Podríamos hacer un intento desesperado e insistir en la reducción de recursos. Podríamos decir que aún considerando esencial la educación, cuando no hay recursos no hay nada que hacer, pero como decíamos más arriba, la política es asignar prioridades. Sin ir más lejos, el crédito de sanción para publicidad y propaganda fue de $ 1.863 millones, y se ejecutaron en total $ 2.543 millones, una (sobre) ejecución del 136,5%.

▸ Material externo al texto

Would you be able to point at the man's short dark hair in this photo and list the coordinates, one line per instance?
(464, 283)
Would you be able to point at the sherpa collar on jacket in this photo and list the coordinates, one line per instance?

Claro está, la pandemia pudo haber dificultado la realización de obras. Ahora bien, el programa de obras en vías peatonales (obras de reparación y puesta en valor de veredas), cuyo presupuesto de sanción fue de $ 2.195 millones, finalizó el año con una ejecución de $ 2.551 millones, en este caso con una ejecución del 116%.
Como decía El Principito, la máxima esencialidad es invisible a los ojos, y al bienestar de los porteños y las porteñas.